WEATHER: The Big Dry

4 minute read
TIME

“Of the many natural forces that wage war on farmers and ranchers, the most demoralizing is prolonged drought. In its grip the individual farmer is well-nigh helpless.” Harking back to his own boyhood days, when drought helped plunge his father into debt, the President of the U.S. thus assessed the plight of hundreds of thousands of American farmers one day early this fall. To aid them, he went on, his Administration has instituted the most extensive relief program in the nation’s agricultural history. Last week Dwight Eisenhower raised the possibility that the Federal Government may try to do more to help the drought victims. From his Augusta. Ga. headquarters, Ike announced plans to inspect personally the parched farmlands of the Great Plains and the Southwest.

Cancer on the Land. The announcement of the President’s trip dramatized a remarkable situation: almost without notice elsewhere in the country, one of the worst droughts of all time has spread like a massive cancer across the heartland of America. It has lasted for slightly less than two years in some areas, for an unbelievable ten years in others. Blighted by it today is more than half the nation’s land surface—approximately 1,700,000 sq. mi. in 26 states. It is at its worst, in terms of both intensity and duration, in half a million sq. mi. of the Southwest (see map). Streams and lakes have vanished, century-old trees have shriveled and died, millions of citizens have suffered economic loss and personal hardship.

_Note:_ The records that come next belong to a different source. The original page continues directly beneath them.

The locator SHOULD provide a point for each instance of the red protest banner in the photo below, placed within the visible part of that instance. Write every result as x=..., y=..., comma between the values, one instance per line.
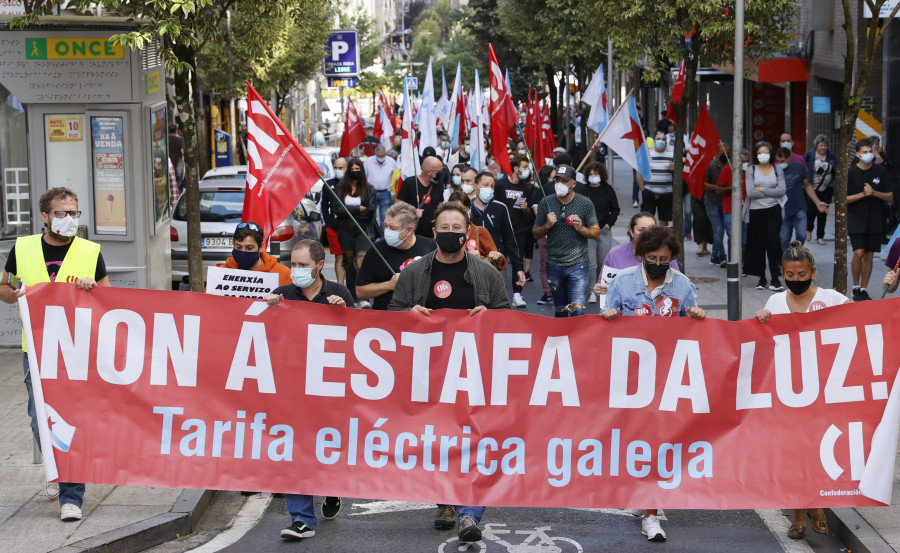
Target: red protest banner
x=162, y=388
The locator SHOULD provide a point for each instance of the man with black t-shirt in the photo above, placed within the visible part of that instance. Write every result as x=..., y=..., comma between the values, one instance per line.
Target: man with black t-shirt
x=308, y=284
x=400, y=246
x=868, y=187
x=55, y=256
x=423, y=192
x=451, y=278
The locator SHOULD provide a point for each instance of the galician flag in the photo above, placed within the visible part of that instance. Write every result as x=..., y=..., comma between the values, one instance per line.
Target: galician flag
x=595, y=96
x=625, y=136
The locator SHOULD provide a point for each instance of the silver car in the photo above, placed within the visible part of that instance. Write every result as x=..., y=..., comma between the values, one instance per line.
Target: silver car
x=221, y=207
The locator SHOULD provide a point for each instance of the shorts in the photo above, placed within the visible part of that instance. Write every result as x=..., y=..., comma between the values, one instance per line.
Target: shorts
x=869, y=242
x=334, y=246
x=658, y=204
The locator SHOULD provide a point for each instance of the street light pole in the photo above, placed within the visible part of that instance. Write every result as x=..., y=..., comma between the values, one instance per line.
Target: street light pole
x=734, y=272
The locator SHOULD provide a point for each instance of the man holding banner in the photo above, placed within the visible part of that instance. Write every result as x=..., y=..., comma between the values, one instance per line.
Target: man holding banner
x=56, y=255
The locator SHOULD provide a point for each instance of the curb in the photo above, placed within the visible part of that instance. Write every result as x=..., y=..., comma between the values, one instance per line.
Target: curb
x=181, y=520
x=856, y=533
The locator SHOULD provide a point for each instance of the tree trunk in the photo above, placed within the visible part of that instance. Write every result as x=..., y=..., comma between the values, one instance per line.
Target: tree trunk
x=192, y=153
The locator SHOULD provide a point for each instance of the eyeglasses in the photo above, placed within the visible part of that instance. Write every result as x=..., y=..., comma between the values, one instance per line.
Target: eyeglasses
x=59, y=214
x=251, y=226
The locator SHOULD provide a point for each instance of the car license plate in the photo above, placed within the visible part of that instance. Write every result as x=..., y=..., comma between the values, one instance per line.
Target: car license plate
x=216, y=242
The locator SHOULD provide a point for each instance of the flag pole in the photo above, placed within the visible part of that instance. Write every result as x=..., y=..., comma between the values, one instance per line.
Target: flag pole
x=600, y=136
x=355, y=222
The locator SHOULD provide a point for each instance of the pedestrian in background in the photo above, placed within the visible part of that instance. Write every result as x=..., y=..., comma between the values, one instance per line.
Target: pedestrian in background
x=802, y=296
x=820, y=164
x=762, y=213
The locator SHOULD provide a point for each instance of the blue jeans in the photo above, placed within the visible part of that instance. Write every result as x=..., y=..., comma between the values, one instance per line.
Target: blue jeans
x=475, y=513
x=717, y=220
x=301, y=509
x=68, y=492
x=383, y=201
x=567, y=285
x=795, y=223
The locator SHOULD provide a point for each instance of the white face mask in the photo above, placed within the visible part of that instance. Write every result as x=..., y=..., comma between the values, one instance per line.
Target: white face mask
x=66, y=226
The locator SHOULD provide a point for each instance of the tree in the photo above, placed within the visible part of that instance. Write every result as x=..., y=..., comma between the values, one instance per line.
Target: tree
x=701, y=32
x=183, y=29
x=851, y=98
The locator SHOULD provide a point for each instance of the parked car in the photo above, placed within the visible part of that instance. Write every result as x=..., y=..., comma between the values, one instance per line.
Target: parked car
x=221, y=207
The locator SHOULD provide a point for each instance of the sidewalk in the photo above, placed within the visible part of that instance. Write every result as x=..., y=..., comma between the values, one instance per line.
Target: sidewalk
x=116, y=518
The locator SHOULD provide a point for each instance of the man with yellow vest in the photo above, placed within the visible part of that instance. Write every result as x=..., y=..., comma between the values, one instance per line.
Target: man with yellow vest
x=55, y=256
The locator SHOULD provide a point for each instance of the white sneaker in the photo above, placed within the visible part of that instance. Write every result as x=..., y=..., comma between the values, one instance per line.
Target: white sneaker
x=650, y=527
x=518, y=301
x=68, y=511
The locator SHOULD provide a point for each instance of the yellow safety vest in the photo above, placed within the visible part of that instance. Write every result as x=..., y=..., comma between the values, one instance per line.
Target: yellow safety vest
x=80, y=262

But the spectacular phenomena which became the symbols of human misery during the Dust Bowl of the 1930s have been largely missing during the Big Dry of the 1950s. There has been no mass exodus from the land, no flivver-powered migration to the green valleys of California, no grim threat of starvation. Even the ugly, rolling dust clouds of 20 years ago have been comparatively rare. The three big reasons: 1) in the booming national economy of 1956, many a farmer has been able to feed his family, pay his bills and save his land by taking a job in the nearest industrial plant; 2) conservation and land-management advances, e.g., irrigation projects, deep plowing, the intelligent use of cover crops, have saved much of the soil and some of the crops; 3) the Eisenhower Administration’s program of soil-bank payments, liberalized credit, freight-rate reductions and subsidization of stock-feed purchases for drought-plagued farmers has taken up some of the slack.

Beneath the Cushions. But for all the mid-century cushions, the current drought has exacted its toll. In five years, it has stolen an estimated $2.7 billion from the pockets of Texas farmers and ranchers alone; over its entire area, the total is many times higher. Too frequently, those hit hardest have been those least able to resist. Among them: cotton-growing tenant farmers in Oklahoma and Texas, whose seared fields have not yielded so much as a bale in two, three, even four years; small stockmen in Arizona, New Mexico. Colorado, Nevada, who have been forced to sell off even their breeding stock; dairymen in Missouri and Kansas, who have spent their lives building up small but good herds but can no longer feed and water them.

Cutting back, selling off stock and equipment to meet a mortgage payment, holding on just a little longer in the hope that some day the rains will come again, most farmers are refusing to give up the fight, with the kind of hope and persistence that only farmers know. One rain, they realize, will not end a drought. In many areas, not even a winter of heavy snow will make much difference. What Nature has taken years to destroy, she now must take years to rebuild.